How Do Dinosaurs Say I Love You? By Jane Yolen & Mark Teague. Blue Sky Press/Scholastic. $16.99.
Can You See What I See? Treasure Ship. By Walter Wick. Cartwheel Books/Scholastic. $13.99.
Sometimes the creators of long-running series surpass themselves – as in these two books. As good as the How Do Dinosaurs series has always been – with its fanciful portrayals of accurately rendered dinosaurs rampaging through modern households, standing in for modern children – the latest entry is even better than most, because of the amount of interactivity between human parents and kids-as-dinosaurs. Instead of being incidental to Jane Yolen’s story, the parents here are integral to it, from the frowning mother watching her little (well, actually huge) Neovenator rubbing its eyes and crossing its legs after waking up in a bad mood, to the annoyed-looking mom trying to drive while her rambunctious Pachycephalosaurus kicks the seatback. Many of the How Do Dinosaurs books feature the kids-as-dinos alone on most pages, but this one has interactions with humans on every single page. The design seems to have inspired Mark Teague to make the dino drawings even more expressive than usual: the details of motion, the positions of limbs and wings, the tremendous expressiveness of those dinosaur faces, are completely enthralling. The size relationships are perfectly (if not always paleontologically accurately) rendered, whether a mom is reaching up to stroke a huge dino’s face or a small child is running away from a Chasmosaurus rampaging in a sandbox. The point of the book is that parents love their “little” dinosaurs despite all sorts of misbehaving. But the structure here differs from that in other How Do Dinosaurs books, which typically show a number of pages of misbehavior followed by a number of ones with correct ways to act. Here, bad and good are intertwined throughout: Tsintaosaurus “flooded the house when you played in the sink,” but on the very next page Antarctosaurus (watched by a quizzical cat as well as a human mom) “got out the mop and then cleaned up the floor!” The dancing, whirling, spinning and bouncing dinos are a wonder to behold, the soft-pedaled behavioral lessons are effectively conveyed, and the ways in which human parents handle their dino darlings are even more delightful than usual.

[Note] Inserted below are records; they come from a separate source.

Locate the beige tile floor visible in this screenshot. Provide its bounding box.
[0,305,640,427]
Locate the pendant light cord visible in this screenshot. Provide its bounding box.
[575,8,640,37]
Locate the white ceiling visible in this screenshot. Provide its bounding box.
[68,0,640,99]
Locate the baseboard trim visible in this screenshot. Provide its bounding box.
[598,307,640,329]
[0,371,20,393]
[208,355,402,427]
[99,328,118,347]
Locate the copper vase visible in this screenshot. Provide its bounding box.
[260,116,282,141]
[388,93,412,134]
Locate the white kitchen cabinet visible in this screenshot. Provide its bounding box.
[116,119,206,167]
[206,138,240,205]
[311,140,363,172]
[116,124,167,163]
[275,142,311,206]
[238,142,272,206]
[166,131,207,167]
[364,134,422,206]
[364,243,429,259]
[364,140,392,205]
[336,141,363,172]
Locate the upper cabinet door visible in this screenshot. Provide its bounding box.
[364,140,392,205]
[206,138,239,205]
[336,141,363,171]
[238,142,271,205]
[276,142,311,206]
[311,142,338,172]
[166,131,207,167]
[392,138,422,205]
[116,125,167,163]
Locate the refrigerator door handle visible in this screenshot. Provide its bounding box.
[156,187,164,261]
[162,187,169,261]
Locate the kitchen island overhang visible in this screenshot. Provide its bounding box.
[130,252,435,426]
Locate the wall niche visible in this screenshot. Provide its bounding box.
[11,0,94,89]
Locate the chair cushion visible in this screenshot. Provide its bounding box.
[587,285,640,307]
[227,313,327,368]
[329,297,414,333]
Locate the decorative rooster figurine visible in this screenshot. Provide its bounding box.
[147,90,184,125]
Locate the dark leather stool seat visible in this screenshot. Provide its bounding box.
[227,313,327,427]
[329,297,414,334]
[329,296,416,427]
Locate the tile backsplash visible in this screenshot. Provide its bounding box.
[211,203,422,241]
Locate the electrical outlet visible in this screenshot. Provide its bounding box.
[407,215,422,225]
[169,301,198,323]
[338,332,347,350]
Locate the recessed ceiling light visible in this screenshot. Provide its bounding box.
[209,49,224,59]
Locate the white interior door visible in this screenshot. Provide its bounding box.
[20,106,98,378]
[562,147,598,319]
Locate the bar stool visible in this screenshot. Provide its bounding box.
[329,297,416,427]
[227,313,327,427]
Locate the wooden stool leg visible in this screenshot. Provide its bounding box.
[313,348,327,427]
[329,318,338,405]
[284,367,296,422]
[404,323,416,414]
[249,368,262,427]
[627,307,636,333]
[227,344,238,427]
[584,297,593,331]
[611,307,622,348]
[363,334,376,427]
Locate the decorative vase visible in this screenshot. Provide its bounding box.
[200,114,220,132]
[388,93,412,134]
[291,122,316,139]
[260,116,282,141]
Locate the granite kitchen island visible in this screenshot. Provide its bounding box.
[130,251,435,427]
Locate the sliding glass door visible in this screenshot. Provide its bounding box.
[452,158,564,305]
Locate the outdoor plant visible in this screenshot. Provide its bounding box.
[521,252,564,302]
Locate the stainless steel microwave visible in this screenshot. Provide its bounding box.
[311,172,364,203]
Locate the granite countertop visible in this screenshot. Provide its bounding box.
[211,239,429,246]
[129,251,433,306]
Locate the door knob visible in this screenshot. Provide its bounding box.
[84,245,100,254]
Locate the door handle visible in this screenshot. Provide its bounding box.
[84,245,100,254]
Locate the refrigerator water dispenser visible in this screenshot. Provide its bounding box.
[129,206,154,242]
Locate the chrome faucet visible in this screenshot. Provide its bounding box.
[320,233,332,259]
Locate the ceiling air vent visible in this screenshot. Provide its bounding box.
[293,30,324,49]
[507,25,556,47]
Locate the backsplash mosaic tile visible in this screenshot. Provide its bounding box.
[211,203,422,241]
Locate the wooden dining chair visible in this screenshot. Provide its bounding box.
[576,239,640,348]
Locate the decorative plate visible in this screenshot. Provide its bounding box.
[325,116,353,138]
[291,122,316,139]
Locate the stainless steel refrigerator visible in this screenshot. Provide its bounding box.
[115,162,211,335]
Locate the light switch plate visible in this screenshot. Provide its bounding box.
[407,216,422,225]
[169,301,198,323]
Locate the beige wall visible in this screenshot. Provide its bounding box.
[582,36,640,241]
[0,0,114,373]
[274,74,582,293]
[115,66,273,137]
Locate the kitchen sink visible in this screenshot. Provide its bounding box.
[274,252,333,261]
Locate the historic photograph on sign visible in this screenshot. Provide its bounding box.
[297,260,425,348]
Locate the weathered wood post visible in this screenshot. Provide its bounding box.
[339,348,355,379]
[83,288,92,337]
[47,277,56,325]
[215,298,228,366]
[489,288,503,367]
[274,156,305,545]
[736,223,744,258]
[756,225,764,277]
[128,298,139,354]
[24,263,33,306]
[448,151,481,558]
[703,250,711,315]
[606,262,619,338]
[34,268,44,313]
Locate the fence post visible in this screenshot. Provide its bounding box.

The Can You See What I See? series has its own pattern: intricate miniatures artfully conceal a variety of specific objects that readers are invited to search for and find. But Walter Wick likes to give his books an unspoken story line as well, and in Treasure Ship, he has done so outstandingly by combining two striking visual techniques. One is the hide-in-plain-sight design always used in these books. The other is the zoom out: starting with an object that fills the entire frame, then showing that object, in smaller size, as part of a larger picture; then showing that picture as part of a still larger one; and so on. Wick uses the technique to perfection here: it would be easy to write a story about these pictures instead of (or in addition to) using them as puzzles. The first picture is a closeup view of a coin, supposed to be part of the treasure of a ship called the Bountiful. The next picture shows that the coin, and the large pearl necklace first seen next to it, are just two small items on the lip of an overturned golden cup, while the cup itself is just part of a treasure of gold and jewels. Next, a picture shows that all the treasure is only part of a larger scene…and then that scene widens to show that everything is located within a wrecked ship…and then, with another zoom out, the entire underwater derelict itself appears. And that is by no means the end, as Wick’s imagination pulls back even further to show the underwater wreck to be, in reality, a ship in a bottle – and there are more pullbacks, and more, and more, each one a delightful surprise and each a perfect prelude to the next. On every page appears the question, “Can you see what I see?” And as always, the objects are very difficult to pinpoint but are, like Poe’s purloined letter, placed in plain sight. There are so many objects to find that this book will keep readers involved for a long time: on just one page are “a ship propeller, hammer, 2 saws, an arrow, 5 anchors, 4 lobster claws, an elephant’s trunk, a grandfather clock, a fish hook, a fly, 3 keys, a lock, a blue umbrella, a black-billed gull, a sword, a spyglass and a pirate skull!” Excellent photography, a top-notch unspoken narrative, and a typical-for-this-series set of questions requiring close observation of intricate scenes add up to a book that is a delight on every level.